The Academi Cardiff International Poetry Competition

Third Prize-winner - Victor Tapner

Victor Tapner

Victor Tapner was first-prize winner in the Cardiff International Poetry Competition in 2000, and has also won awards in other competitions, including last year’s Poetry London. He has recently completed two as yet unpublished collections: Charades, a series of persona poems, and Flatlands, a prehistory cycle, part of which won the Writers Inc Writers-of-the-Year bursary award in 2005. His poems have been published widely in magazines and anthologies, and he is included in The Honey Gatherers (Bloodaxe, 2003). He lives in Essex and works as a journalist on the Financial Times.

 

 

 

Elizabeth Blackwell’s Five Hundred Cuts

Botanical artist Blackwell produced her book ’A Curious Herbal’ in weekly parts
between 1737 and 1739, containing 500 illustrations of medicinal plants
with text supplied by her husband from his cell in a debtors’ prison

The Physick Garden is at its best now,
much visited by sparrow and field moth.

Most mornings I sketch after breakfast,
dressing the paper with honest colours,

the bitter red of the love apple, white
of the opium poppy, so sweet an anodine

when the seed pods ripen, St John’s wort,
its flowers a most delicate yellow,

a tincture of which, in spirit of wine,
is commended against Melancholy & Madness.

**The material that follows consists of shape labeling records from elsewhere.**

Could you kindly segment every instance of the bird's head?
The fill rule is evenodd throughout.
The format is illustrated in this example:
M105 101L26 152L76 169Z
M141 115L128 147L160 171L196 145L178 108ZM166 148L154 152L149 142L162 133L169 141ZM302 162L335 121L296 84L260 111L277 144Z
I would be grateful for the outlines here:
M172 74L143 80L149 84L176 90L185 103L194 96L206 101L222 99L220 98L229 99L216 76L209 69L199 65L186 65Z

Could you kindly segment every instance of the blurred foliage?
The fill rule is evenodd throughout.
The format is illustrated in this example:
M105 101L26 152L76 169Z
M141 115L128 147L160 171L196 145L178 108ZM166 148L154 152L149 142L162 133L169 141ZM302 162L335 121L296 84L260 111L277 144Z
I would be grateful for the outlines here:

Often the curator and his wife take the air,
his arm around her comely waist.

Today they stopped to untangle a quince
and she plucked him a head of honeysuckle.

What pretty cure-alls to furnish
an apothecary’s box, seeds bred

for crushing, stems for bruising,
petals to be drained of their scents

for the purging of fevers and pleurisies.
Balms and balsams deck the hedgerows,

but none that can soothe these hours.
Each noonday, on return to my lodgings,

I pass a bank grown thick with nettles
and remember the description you sent:

the juice is thought good
for all kinds of inward bleedings.

Would that this were medicine enough
to bring relief, or quicken the passing.

I work late now the days are long
till the room darkens with shadows

and I mourn the loss of line. It’s then
that I picture a candle on a table,

a closed casement with no moon,
your quill busy tending its own garden.

Time, perhaps, to refresh my lamp.
I have drawings to finish, plates to engrave,

pages to prepare for printing, pairings
once made that have no unmaking:

chicory and camomile, dandelion and clove.
Tomorrow, as always, I’ll be up at first light

to go down to the coachman. I want your words
for ladies thistle, the chaste tree, the wild rose.